Romero: The Irish game industry gets bigger every single year. Some of the biggest games to come out of Ireland — how do I describe this? Ireland has a couple of different levels. There are super healthy indies here, primarily centered in Galway and Dublin. There’s a healthy, well-connected indie scene. EA has a massive office in Galway. Riot has an office here. Blizzard has an office in Cork. Then there are the super middleware companies, like Demonware and Havok. Those are Irish born and bred. Brendan Greene, from PUBG, he’s originally from County Kildare. I know he’s not here, but there’s a lot of great stuff that’s come out of Ireland. To me, that’s laudable.

You always have to think of yourself — well, you don’t have to, and I didn’t when I came from the states. It wasn’t a question of, “What does this state offer me that that state doesn’t? Why would we set up our company here versus there?” But in Europe there can be pretty large differences between the supports that different governments provide. Right now Ireland has a very healthy film industry and a very healthy big tech industry. It’s worked out incredibly well. Most of the big tech companies have headquarters here, their European headquarters. Certainly not just for tax benefits, either.

I imagine that same attitude will start to work itself down further into the creative industries, into the creative tech industries. Games everywhere sit in this uncomfortable funding space. Tech can say, “No, that’s art,” and art can say, “No, that’s tech.” Many countries have had to go through this before, where they’ll figure out how they’ll grow their game industry. It’s not necessarily a country, but we saw this in Montreal. Montreal made a serious place for games, and you can see that turned out well. France did something similar.

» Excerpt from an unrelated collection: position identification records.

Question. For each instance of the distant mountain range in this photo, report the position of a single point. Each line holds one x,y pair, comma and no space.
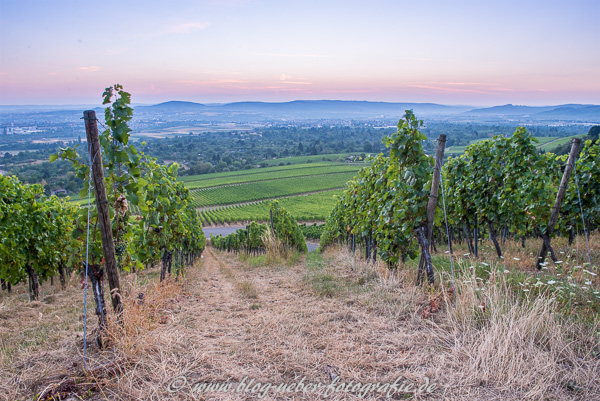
317,109
566,112
339,109
248,112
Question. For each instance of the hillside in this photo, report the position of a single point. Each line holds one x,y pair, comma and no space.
322,319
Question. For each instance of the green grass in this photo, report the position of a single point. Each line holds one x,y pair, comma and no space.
239,173
303,208
548,146
335,157
262,175
269,189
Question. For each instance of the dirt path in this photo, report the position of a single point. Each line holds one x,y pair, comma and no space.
265,324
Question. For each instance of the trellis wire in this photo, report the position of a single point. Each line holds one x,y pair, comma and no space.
582,218
447,230
87,247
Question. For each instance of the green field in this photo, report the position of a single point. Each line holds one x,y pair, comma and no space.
252,191
305,187
335,157
303,208
267,174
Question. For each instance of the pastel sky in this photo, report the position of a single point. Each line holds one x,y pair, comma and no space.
475,52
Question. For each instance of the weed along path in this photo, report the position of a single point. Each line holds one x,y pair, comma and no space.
309,327
263,329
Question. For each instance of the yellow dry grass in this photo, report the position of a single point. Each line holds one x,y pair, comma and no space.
325,318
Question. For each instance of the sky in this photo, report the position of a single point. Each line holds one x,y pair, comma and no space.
469,52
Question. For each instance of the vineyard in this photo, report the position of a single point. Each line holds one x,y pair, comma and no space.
268,174
500,185
248,192
316,206
256,238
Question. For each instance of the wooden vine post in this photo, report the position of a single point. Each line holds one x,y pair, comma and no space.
110,260
546,236
424,235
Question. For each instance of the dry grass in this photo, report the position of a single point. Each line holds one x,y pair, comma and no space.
332,316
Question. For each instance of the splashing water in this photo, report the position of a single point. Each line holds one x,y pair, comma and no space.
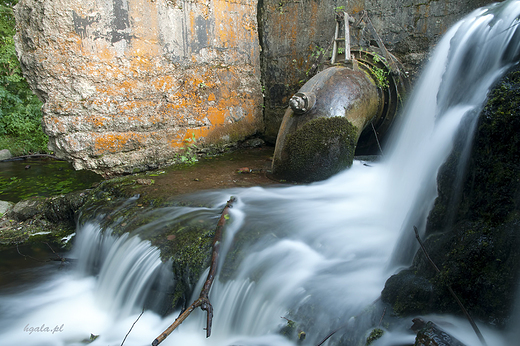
326,249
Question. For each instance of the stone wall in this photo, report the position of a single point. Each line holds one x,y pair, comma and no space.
126,82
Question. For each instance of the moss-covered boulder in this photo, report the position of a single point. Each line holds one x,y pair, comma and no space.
473,231
41,220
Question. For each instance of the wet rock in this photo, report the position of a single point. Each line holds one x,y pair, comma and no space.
5,207
5,154
430,334
473,231
319,132
42,219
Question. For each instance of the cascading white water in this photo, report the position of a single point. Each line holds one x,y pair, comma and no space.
327,248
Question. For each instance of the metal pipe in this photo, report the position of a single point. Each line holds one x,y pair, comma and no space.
326,117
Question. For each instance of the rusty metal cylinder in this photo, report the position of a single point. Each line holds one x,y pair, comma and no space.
323,122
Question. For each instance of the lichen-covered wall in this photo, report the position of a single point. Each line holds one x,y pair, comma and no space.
126,82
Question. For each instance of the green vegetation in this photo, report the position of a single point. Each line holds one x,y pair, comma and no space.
189,156
20,109
380,74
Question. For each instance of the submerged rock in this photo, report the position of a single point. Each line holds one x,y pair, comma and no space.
5,154
473,231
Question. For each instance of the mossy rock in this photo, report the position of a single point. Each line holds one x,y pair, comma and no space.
319,149
473,231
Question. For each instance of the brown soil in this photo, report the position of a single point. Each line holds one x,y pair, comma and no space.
241,168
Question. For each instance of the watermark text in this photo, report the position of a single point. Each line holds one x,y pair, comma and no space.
43,329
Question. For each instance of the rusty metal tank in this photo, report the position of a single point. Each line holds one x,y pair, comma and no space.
327,117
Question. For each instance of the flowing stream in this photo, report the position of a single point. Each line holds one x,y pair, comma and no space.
326,248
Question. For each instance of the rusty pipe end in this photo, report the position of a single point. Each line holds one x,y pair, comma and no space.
302,102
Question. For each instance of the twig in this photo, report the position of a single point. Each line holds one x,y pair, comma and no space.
473,324
133,324
203,300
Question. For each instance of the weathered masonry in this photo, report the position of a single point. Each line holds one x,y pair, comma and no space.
126,82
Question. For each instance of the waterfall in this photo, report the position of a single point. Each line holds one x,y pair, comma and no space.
321,252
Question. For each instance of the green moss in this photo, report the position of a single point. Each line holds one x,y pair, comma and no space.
375,334
319,149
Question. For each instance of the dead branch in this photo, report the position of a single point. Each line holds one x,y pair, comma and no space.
132,327
466,313
203,300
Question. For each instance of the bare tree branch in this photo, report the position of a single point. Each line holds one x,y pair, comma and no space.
203,300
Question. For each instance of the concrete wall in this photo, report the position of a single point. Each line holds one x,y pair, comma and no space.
126,82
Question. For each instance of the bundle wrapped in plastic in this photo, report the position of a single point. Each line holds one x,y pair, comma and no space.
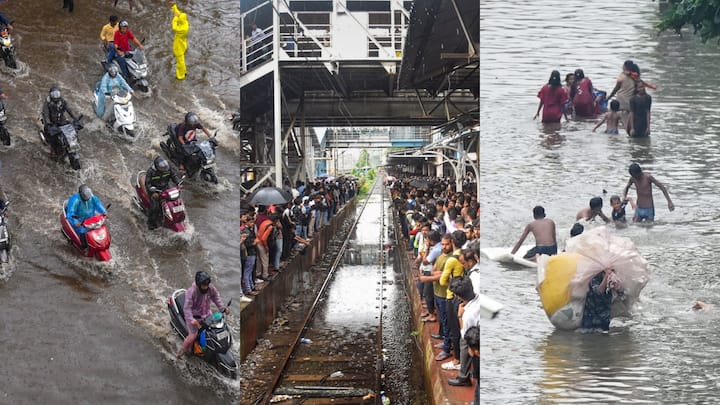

It’s a very long answer, but the industry here is healthy. There have been some great success stories. It’s growing. I’m super happy we’re here. My only regret is I wish I’d moved here five years before we did. I absolutely love it in Ireland.

GamesBeat: Except for the state of Louisiana, I don’t think there’s anything the U.S. is doing to try to compete in that way.

Romero: Even the question — the reason you move to California to set up your game company is because you’re getting some big tax kickback. It’s because that’s where the coders and artists and designers and audio engineers are. But it’s so expensive. Increasingly people are leaving.

For us, we realized we could do this from anywhere. We loved it here. There’s a reason that Ireland gets as many visitors as Hawaii does. It’s nearly embarrassingly beautiful. The people are great. It’s a great way of life.

GamesBeat: Does Ireland have its own game conferences yet, or are you generally going to other countries for that?

Romero: There are some here and there. The developer conferences, not so much. There’s enough in England. There’s IMIRT, which is a game developer association here in Ireland. They have lots of things going. Sometimes there are smaller events in Galway or Dublin or elsewhere around the country. There are events here or there, but nothing in the way of big conferences yet.